Pretreatment of sulfonic acid wastewater through iron-carbon micro-electrolysis: investigation on process optimization and mechanism analysis
摘要
The treatment of sulfonic acid wastewater poses significant environmental challenges owing to its high organic load and poor biodegradability. In this study, iron–carbon (Fe–C) micro-electrolysis was investigated as a pretreatment strategy to enhance the removal of persistent organic pollutants. A systematic evaluation was conducted to examine the effects of influent concentration, pH, aeration rate, and reaction time on chemical oxygen demand (COD) removal, Fe3+ concentration, pH variation, and chromaticity. Response surface methodology was employed to analyze factor interactions and optimize operational conditions for the Fe–C micro-electrolysis process. The optimal parameters were an aeration rate of 16.63 L/min, a reaction time of 79.37 min, and an initial pH of 1.268, achieving a COD removal efficiency of 45.24%. The degradation kinetics of sulfonic acid wastewater followed a pseudo-second-order model (R2 = 0.996).
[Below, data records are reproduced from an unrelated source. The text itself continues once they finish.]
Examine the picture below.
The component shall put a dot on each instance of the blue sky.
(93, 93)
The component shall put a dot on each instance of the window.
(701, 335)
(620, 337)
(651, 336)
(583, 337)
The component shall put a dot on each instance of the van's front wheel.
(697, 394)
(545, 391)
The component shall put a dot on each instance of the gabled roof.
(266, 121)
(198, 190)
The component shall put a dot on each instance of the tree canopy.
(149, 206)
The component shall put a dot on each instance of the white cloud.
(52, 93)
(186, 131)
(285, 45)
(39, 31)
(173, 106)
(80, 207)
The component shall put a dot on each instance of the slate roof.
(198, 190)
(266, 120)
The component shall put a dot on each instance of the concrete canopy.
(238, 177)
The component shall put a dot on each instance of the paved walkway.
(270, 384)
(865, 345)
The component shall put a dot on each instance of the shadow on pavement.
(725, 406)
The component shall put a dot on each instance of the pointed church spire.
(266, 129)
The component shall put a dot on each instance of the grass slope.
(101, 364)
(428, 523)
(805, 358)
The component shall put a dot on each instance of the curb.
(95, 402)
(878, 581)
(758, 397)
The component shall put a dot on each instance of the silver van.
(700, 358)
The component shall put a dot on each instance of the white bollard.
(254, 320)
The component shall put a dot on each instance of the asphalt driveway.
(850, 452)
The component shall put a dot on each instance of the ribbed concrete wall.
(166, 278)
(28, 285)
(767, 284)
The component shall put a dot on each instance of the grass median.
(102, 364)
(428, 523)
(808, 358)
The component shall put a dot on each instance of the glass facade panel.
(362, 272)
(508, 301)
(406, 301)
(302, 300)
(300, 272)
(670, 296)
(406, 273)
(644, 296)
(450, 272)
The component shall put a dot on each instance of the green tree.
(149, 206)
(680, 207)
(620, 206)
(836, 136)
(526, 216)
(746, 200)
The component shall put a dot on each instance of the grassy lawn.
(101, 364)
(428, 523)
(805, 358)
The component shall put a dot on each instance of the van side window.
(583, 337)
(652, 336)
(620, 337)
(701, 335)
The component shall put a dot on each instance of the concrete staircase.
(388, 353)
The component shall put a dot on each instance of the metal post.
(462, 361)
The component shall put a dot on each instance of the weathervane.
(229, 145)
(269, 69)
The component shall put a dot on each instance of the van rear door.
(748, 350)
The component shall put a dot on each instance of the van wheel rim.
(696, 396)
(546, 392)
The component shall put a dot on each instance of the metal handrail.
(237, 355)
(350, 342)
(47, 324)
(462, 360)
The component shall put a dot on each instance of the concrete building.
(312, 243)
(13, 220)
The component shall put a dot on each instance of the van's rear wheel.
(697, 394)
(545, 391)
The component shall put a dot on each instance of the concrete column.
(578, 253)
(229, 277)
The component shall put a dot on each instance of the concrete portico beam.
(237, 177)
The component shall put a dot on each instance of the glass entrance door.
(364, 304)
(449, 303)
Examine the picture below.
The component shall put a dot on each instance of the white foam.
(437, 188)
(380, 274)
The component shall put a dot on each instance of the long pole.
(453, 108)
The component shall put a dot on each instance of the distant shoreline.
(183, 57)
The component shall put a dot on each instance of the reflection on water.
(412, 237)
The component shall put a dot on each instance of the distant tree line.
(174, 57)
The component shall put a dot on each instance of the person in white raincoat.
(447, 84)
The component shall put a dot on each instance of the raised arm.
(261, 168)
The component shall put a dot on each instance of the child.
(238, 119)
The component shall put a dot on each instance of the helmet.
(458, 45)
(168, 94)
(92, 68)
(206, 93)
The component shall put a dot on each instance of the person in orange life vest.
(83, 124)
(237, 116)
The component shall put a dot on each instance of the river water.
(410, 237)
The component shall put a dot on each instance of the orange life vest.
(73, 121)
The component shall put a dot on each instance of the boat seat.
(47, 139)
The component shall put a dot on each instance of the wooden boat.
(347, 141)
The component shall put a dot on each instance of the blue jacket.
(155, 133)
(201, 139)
Ultraviolet–visible spectroscopy and Fourier-transform infrared spectroscopy revealed that the wastewater primarily contained methanesulfonic acid and alkylbenzenesulfonic acid. The Fe–C micro-electrolysis process effectively altered the macromolecular structures of these pollutants by cleaving aromatic rings, disrupting unsaturated bonds, and transforming sulfonic functional groups into smaller molecules or inorganic species. The estimated operating cost under optimized conditions was approximately 5 USD/m3, demonstrating the practical feasibility of this pretreatment technology.